Author: G. E. Gorman
Publisher: Hans Zell Publishers
Published: 1987
Total Pages: 398
ISBN-13:
DOWNLOAD EBOOKAuthor: Commonwealth Secretariat
Publisher: London : Commonwealth Secretariat, l981.
Published: 1981
Total Pages: 136
ISBN-13:
DOWNLOAD EBOOKAuthor: Luise White
Publisher: University of Chicago Press
Published: 2015-03-23
Total Pages: 360
ISBN-13: 022623519X
DOWNLOAD EBOOKA truly satisfactory history of Rhodesia, one that takes into account both the African history and that of the whites, has never been written. That is, until now. In this book Luise White highlights the crucial tension between Rhodesia as it imagined itself and Rhodesia as it was imagined outside the country. Using official documents, novels, memoirs, and conversations with participants in the events taking place between 1965, when Rhodesia unilaterally declared independence from Britain, and 1980 when indigenous African rule was established through the creation of the state of Zimbabwe, White reveals that Rhodesians represented their state as a kind of utopian place where white people dared to stand up for themselves and did what needed to be done. It was imagined to be a place vastly better than the decolonized dystopias to its north. In all these representations, race trumped all else including any notion of nation. Outside Rhodesia, on the other hand, it was considered a white supremacist utopia, a country that had taken its own independence rather than let white people live under black rule. Even as Rhodesia edged toward majority rule to end international sanctions and a protracted guerilla war, racialized notions of citizenship persisted. One man, one vote, became the natural logic of decolonization of this illegally independent minority-ruled renegade state.
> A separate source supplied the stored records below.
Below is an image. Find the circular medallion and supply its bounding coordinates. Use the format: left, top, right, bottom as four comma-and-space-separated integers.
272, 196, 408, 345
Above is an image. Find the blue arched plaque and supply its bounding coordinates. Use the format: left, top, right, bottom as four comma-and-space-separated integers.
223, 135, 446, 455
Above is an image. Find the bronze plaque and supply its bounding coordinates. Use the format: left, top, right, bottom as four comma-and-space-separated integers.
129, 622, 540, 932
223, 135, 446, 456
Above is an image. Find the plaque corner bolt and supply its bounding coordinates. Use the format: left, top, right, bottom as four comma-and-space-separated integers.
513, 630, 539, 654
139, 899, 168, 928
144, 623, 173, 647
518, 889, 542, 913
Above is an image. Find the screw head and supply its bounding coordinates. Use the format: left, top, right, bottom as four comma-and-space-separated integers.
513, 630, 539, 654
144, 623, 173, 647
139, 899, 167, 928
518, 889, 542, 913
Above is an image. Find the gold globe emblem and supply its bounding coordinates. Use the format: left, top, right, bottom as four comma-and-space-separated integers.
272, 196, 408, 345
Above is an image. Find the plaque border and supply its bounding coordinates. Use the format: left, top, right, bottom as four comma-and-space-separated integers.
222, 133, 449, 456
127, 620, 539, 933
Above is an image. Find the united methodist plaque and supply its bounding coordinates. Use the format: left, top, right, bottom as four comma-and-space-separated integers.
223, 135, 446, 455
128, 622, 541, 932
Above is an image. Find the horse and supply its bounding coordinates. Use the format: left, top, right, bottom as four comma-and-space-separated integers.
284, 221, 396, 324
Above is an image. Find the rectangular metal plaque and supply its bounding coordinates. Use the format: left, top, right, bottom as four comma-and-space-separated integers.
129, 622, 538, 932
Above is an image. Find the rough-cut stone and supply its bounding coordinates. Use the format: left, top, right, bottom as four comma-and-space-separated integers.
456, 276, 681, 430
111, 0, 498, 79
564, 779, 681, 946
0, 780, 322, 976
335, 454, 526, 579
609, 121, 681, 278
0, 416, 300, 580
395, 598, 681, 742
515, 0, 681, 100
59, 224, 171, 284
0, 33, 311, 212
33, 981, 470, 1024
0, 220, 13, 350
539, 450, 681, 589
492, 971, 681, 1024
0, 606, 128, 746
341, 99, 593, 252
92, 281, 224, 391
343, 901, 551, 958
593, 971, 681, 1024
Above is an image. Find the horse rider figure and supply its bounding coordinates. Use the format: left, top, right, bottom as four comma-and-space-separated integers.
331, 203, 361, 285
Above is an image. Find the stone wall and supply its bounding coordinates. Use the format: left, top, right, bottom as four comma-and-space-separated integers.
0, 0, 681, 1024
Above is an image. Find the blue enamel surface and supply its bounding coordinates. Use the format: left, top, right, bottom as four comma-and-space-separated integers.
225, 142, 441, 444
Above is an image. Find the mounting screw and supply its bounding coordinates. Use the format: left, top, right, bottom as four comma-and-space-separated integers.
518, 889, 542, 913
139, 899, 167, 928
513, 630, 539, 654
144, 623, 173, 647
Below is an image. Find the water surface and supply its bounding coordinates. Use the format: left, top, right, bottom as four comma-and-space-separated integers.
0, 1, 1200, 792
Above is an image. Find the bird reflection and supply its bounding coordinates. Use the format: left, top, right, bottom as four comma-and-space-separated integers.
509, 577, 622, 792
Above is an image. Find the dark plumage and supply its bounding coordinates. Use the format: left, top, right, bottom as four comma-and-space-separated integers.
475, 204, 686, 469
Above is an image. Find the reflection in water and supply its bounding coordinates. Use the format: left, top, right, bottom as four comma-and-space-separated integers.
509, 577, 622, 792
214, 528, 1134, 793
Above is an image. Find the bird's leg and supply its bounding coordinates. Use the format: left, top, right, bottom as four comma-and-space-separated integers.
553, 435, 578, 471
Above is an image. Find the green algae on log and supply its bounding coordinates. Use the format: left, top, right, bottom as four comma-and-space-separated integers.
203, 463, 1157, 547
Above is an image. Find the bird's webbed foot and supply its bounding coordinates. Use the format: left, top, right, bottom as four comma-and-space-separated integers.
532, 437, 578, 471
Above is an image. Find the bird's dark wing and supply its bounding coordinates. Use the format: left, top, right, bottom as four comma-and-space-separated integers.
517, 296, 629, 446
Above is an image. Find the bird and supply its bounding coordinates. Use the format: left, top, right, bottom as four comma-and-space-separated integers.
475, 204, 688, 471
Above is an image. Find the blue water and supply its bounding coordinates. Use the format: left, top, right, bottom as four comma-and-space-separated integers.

Voter qualification with its minutia of which income was equivalent to how many years of schooling, and how African incomes or years of schooling could be rendered equivalent to whites, illustrated the core of ideas about, and experiences of, racial domination. White s account of the politics of decolonization in this unprecedented historical situation reveals much about the general processes occurring elsewhere on the African continent."
Author: Miriam Drake
Publisher: CRC Press
Published: 2003-05-20
Total Pages: 902
ISBN-13: 9780824720797
DOWNLOAD EBOOKA revitalized version of the popular classic, the Encyclopedia of Library and Information Science, Second Edition targets new and dynamic movements in the distribution, acquisition, and development of print and online media-compiling articles from more than 450 information specialists on topics including program planning in the digital era, recruitment, information management, advances in digital technology and encoding, intellectual property, and hardware, software, database selection and design, competitive intelligence, electronic records preservation, decision support systems, ethical issues in information, online library instruction, telecommuting, and digital library projects.